Rouen, malgré ses rues étroites, passait pour une belle ville, « sise en lieu commode et bien marchande. » Son admirable palais de justice était le monument élevé à la gloire de la basoche par ces gens fameux en procès. Le manteau de sculpture jeté sur la ville par les architectes et les tailleurs de pierre du moyen âge, lui donnait vraiment l’air royal, et l’on observait que, si elle n’avait pas été détruite successivement par quatorze incendies, elle eût pu être l’égale de Paris.

Caen était l’ancienne capitale et la seconde ville de la duché. « Le château est haut élevé sur la ville et est situé sur un roc et fortifié de son donjon. Au milieu, il y a une tour fort haute et grosse, flanquée aux quatre coins de quatre autres grosses tours et armée de fossés profonds. » Avec son bailli, ses tribunaux, sa chambre des généraux, ses hommes de loi, son université, ses abbayes, ses collèges, Caen marquait bien le caractère doctrinaire et grave du « pays de sapience. »


II

Quand on laissait la France pour pénétrer dans les régions d’outre-Loire, on sentait immédiatement que le pays était autre : « De l’Orléanais à la Guyenne par le Berry, le Poitou, l’Angoumois et la Saintonge, on ne quittait pour ainsi dire pas les forêts. C’était comme une vaste marche frontière qui séparait le pays d’oc du pays d’oil. »

La Sologne, infiniment plus vaste et plus inculte qu’aujourd’hui, croupissait dans la plus horrible misère ; le Berry offrait un aspect un peu meilleur.

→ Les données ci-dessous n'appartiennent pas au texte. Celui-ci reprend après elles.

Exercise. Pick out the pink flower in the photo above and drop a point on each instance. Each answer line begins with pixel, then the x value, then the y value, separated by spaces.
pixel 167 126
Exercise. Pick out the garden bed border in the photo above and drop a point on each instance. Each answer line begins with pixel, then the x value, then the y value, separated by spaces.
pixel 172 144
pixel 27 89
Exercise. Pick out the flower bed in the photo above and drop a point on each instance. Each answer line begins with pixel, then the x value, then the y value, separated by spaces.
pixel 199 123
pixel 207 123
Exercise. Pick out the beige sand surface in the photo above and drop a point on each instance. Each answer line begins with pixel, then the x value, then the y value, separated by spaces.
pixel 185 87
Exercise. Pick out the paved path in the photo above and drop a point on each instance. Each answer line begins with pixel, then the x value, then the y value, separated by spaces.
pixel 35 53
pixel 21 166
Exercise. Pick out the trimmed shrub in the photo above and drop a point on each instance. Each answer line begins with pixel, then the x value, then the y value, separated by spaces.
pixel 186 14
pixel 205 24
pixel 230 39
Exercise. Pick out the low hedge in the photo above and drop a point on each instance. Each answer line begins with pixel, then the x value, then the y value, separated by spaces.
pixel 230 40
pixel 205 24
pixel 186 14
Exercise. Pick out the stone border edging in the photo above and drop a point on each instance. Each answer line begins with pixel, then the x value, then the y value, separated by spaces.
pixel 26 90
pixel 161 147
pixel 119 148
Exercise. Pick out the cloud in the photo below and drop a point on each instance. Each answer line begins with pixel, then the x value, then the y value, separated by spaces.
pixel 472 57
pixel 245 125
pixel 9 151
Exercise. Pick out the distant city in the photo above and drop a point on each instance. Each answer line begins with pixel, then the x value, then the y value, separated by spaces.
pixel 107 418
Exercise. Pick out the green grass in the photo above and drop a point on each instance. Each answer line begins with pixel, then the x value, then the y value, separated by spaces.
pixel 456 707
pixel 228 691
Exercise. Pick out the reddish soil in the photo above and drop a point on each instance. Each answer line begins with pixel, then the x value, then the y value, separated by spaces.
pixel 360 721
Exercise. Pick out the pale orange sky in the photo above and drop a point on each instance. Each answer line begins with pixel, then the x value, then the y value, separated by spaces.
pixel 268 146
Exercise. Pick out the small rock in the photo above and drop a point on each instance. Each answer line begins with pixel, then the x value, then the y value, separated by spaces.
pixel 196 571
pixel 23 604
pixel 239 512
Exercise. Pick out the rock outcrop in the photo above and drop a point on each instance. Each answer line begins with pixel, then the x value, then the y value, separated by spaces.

On louait surtout son activité industrieuse, et les « moutons du Berry » donnaient une laine à la réputation proverbiale. L’université de Bourges, où avaient enseigné les Alciat, les Baudoin, les Hotman, les Cujas, avait étendu au loin le renom de la ville. Les Allemands s’y rendaient en grand nombre et y séjournaient.

Bourges était considéré comme une place très forte, la citadelle et le réduit de toute la Gaule. On montrait, non loin de cette ville, un arbre qu’on disait être placé juste au centre du royaume. On prétendait aussi que la fameuse « grosse tour, » à laquelle on ne pouvait comparer que celles de Carcassonne et de Nuremberg, avait été bâtie par Vercingétorix.